とは言え、前回最後に会った時間を覚えているなんて、記憶力が良いなと素直に感嘆する。
「ええ、新たな魔法の術式を構築することに成功しました。是非、アマーリエ様にはご意見をいただきたく」
「私の意見なんてなくても、開発者が貴方なら何の問題もないでしょうに」
「いえ、そんなことないです。まだもう少し、改良の余地はあるかもしれないので、是非」
「んー……それなら明日森から帰ってきたら聞くから、その時ゆっくりと教えて? 今は王都から来た子……ディアナって言うんだけどね、彼女が到着するのを、一応待っているから」
「はい、畏まりました」
「もしかしたら、ディアナ聞きたがるかもしれないけれども、問題ないかしら?」
「別に良いですよ。邪魔さえしなければ」
「そう。じゃあ、貴方の成果を楽しみにしているわ? 今は、時間の余裕がある?」
「私は研究に戻って、新たな術式の検討を開始したいと……」
「つまり、差し迫った予定はないということね? それなら、貴方もそこに座って休みなさいな」
「ですから、新たな術式の検討が……」
「だって貴方、いつもそればかり。追い立てられて研究しても、良い案は浮かばないわよ? ホラ、少し体と頭を休めなさいな」
ヴォルターは放っておくと、ずっと研究をしている。それこそ、四六時中ずっと。
開発に成功したとしても休む間もなく、すぐに次、次と研究を開始してしまう。
なのでいつも、今みたいに研究がひと段落ついていそうだったら、強引に休むように指示を出していた。
ジークベルトも心得たもので、ヴォルター用の茶器を既に準備している。
「ねえ、ジークベルト、ヴォルター。観光するとしたら、どこが良いのかしら?」
「……アマーリエ様がそんなこと、気にしなくて良いんじゃないですか?」
「あら、でも……ディアナ、暇で時間を持て余しているみたいだし、折角シャリアンデに来たのだから、何か見せてあげた方が良いと思ったの」
「……時間を持て余している? アマーリエ様の側にいながら?」
何故か信じられないことを聞いたとでも言わんばかりに、呆然とヴォルターが呟いた。
……私の側なんて、暇でしかないでしょうに。
「勿体ない。

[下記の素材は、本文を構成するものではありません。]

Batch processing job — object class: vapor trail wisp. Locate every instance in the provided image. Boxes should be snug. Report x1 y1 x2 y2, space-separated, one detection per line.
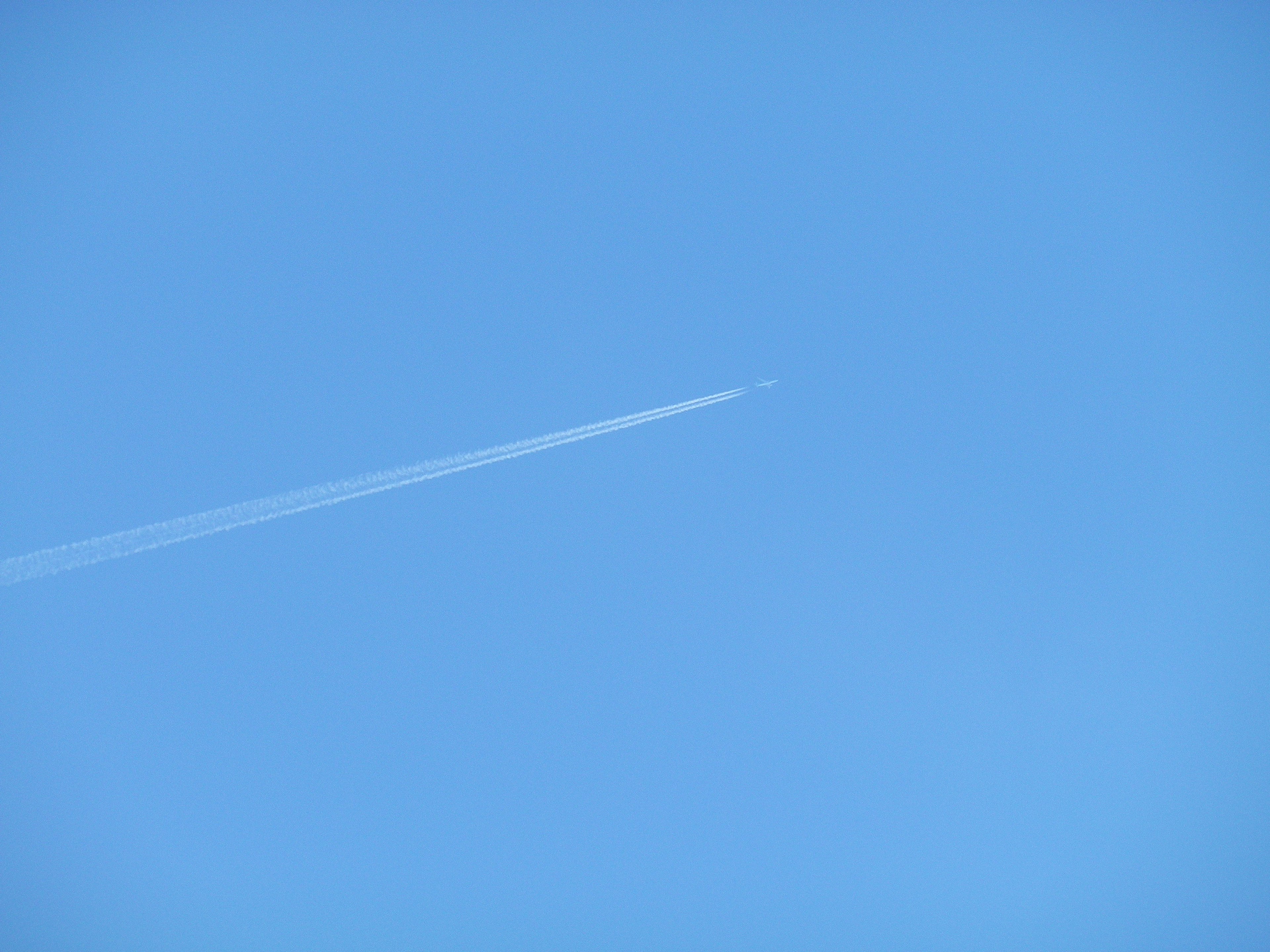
0 387 747 585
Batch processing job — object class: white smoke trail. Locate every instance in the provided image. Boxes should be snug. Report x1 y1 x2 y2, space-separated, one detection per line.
0 387 747 585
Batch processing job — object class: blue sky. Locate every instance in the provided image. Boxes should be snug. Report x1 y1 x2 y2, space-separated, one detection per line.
0 4 1270 952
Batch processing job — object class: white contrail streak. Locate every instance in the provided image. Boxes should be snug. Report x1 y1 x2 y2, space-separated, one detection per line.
0 387 747 585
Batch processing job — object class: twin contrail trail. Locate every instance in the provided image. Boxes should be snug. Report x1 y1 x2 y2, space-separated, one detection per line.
0 387 748 585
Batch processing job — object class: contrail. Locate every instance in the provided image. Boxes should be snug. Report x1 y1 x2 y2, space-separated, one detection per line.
0 387 748 585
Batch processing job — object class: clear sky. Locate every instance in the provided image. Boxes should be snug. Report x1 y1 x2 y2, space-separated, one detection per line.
0 3 1270 952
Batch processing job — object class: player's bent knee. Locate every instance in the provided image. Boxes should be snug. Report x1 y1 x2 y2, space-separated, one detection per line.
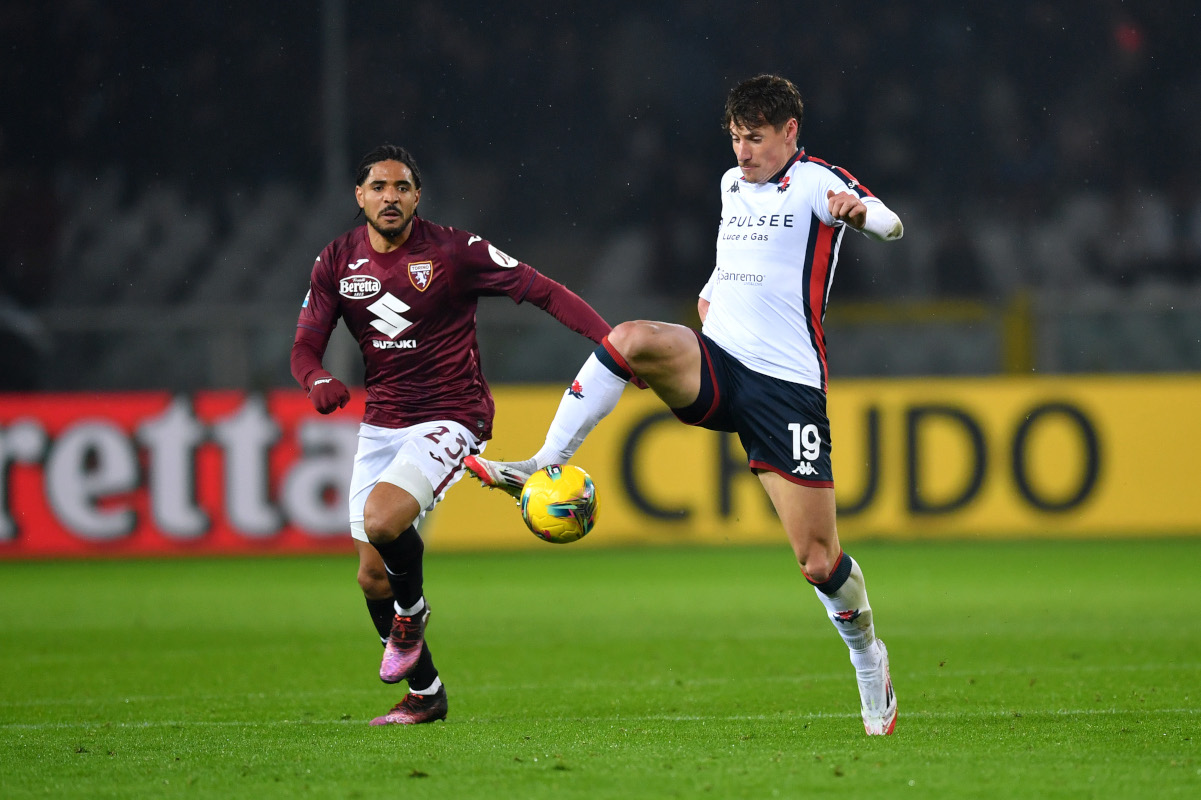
355 566 392 599
609 320 661 360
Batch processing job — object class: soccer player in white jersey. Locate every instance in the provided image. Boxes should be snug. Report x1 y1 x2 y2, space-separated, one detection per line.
464 74 903 735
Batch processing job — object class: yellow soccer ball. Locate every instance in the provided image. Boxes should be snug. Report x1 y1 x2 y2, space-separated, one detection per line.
521 464 598 544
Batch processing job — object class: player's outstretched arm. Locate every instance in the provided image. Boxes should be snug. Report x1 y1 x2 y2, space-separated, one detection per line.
522 273 613 344
291 327 351 414
826 190 904 241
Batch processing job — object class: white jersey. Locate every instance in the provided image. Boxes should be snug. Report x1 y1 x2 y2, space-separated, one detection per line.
700 150 883 390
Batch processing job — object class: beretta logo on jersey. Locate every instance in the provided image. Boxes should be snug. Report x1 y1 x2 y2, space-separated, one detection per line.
337 275 380 300
408 261 434 292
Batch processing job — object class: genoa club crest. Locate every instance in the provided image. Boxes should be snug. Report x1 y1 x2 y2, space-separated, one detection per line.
408 261 434 292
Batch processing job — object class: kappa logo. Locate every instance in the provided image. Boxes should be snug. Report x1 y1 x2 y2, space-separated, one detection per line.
337 275 381 300
488 244 518 269
408 261 434 292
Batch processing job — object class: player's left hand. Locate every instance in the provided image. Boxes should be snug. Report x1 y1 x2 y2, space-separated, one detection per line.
826 190 867 231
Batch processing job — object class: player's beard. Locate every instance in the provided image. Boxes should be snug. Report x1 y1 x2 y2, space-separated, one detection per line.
368 209 417 241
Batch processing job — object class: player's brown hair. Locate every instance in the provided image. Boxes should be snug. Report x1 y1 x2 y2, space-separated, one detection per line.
354 144 422 189
722 74 805 131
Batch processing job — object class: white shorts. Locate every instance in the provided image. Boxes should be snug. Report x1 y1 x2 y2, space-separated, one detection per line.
351 419 485 542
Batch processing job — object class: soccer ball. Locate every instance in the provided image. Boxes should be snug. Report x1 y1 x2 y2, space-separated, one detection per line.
521 464 598 544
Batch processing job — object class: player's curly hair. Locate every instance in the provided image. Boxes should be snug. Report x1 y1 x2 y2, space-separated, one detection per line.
722 74 805 131
354 144 422 189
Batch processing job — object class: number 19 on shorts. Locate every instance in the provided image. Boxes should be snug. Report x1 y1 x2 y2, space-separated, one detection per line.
788 423 821 461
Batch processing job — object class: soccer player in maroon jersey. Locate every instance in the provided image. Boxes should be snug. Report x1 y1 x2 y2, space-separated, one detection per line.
292 144 609 726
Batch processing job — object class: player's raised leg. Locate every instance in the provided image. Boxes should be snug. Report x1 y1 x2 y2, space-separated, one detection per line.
464 320 700 497
759 471 897 735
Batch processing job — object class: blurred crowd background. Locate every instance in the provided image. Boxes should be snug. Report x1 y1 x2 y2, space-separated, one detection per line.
0 0 1201 390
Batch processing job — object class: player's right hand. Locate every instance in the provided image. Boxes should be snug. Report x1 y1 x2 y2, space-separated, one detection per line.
309 372 351 414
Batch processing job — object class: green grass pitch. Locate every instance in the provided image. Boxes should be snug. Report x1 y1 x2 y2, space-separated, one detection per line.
0 538 1201 800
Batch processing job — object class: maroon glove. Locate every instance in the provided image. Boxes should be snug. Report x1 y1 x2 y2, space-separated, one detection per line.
309 370 351 414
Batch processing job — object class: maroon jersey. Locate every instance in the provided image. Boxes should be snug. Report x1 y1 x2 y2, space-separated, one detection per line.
297 216 609 438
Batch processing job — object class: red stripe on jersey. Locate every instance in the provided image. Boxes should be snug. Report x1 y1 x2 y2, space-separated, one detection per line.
805 155 876 197
808 217 837 392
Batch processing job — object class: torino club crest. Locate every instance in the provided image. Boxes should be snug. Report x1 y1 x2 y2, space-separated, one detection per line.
408 261 434 292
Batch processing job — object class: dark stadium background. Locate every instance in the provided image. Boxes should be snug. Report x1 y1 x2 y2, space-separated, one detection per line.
0 0 1201 390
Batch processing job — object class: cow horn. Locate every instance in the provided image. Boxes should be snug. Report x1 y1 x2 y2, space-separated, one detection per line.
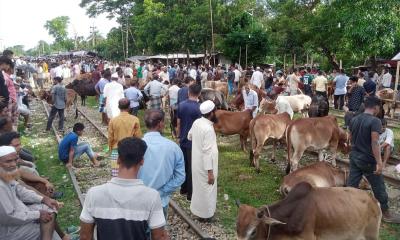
235 199 241 207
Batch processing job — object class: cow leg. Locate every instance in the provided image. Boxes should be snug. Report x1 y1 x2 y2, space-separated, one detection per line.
253 138 268 173
290 149 305 172
318 149 324 162
240 135 247 153
271 139 278 162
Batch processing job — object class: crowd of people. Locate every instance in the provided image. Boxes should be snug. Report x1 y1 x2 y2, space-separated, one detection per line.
0 47 397 240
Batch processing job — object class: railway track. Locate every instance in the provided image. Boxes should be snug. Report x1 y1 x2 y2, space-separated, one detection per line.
41 101 213 239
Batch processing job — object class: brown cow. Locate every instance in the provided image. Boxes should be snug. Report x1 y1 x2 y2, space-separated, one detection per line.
214 109 253 151
39 89 78 118
280 162 370 195
236 182 382 240
286 116 349 173
249 112 290 172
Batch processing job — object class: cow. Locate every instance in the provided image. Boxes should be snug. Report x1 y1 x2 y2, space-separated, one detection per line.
236 182 382 240
375 88 400 116
279 162 369 196
214 109 253 151
205 81 228 98
229 84 266 110
65 79 97 106
199 88 228 110
286 116 349 173
39 89 78 118
249 112 291 173
260 94 311 117
308 96 329 117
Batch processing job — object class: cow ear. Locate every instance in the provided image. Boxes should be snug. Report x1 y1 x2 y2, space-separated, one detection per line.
263 217 286 226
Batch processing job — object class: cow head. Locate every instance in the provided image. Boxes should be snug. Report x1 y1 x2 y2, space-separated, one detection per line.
259 98 278 114
236 204 285 240
338 127 351 154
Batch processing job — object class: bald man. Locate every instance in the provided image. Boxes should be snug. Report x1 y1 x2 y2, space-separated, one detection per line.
0 146 60 240
108 98 142 177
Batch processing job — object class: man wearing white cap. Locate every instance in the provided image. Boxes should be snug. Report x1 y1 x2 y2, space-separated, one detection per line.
188 100 218 221
0 146 60 240
103 73 125 119
250 67 264 89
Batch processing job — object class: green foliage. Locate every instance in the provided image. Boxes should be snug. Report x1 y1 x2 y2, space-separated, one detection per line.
6 45 25 56
44 16 69 42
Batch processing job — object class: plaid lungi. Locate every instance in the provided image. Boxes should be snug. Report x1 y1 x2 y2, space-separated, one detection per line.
110 149 119 177
150 97 162 109
99 94 105 112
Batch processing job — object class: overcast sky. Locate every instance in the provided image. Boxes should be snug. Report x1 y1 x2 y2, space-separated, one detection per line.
0 0 117 50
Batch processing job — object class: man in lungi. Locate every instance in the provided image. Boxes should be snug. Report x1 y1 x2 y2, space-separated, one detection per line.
144 71 168 109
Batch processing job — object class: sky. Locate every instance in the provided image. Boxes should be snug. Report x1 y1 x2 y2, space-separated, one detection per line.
0 0 118 50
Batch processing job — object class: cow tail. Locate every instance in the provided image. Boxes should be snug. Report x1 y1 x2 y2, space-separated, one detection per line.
249 119 257 162
285 124 292 174
74 94 78 119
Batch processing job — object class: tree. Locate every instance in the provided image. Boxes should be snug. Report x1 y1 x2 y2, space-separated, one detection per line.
44 16 69 42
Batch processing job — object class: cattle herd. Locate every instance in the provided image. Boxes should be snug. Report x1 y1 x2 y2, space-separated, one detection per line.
40 72 396 240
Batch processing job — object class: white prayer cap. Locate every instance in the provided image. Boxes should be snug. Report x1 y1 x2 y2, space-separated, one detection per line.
0 146 16 157
111 73 118 78
200 100 215 114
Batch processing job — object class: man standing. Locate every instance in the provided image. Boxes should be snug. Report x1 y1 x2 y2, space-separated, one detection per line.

魔法術式の実験、研究に関する議論、諸々アマーリエ様に時間を割いていただけるというのに……! 私だったら、一分一秒も無駄にしない……」
ぶつぶつと呟くヴォルターに、私は思わず苦笑いを浮かべる。
「そんなに差し迫った相談があるのなら、領都に来ても良いわよ?」
「それは、いけません」
私の提案に、ジークベルトが首を横に振った。
基本私の言うことを否定はしないから、とても珍しいことだ。
「領都に住むことをアマーリエ様がお許しになれば、他の皆も同じように希望して収拾がつかな……いえ、何でもございません。ヴォルターは、こちらで仕事がありますから。長く不在にする訳にはいかないかと」
「そう、ね。ヴォルターも、仕事があるものね」
皆も人が多く集まる忙しない街より、人の少ない長閑な街の方が落ち着くのかしら? ……なんて疑問に思ったけれども、途中でジークベルトが言葉を止めたから、私もあえて問いかけるのは止めた。
代わりに、深く息を吐く。
「……皆の厚意に甘えてばかりで、申し訳ないわ。私も、そろそろこっちに帰って来なければいけないとは思っているの」
「アマーリエ様が申し訳なく思う必要は、全くありません。……アマーリエ様がお好きなときに、好きなだけこちらに滞在すれば良いのです」
「いいえ……本当はね、分かっているの。いつまでも過去を引きずって、あの街に逃げるように留まり続ける訳にはいかないってことを」
心配そうな表情を浮かべる二人に、私は笑ってみせた。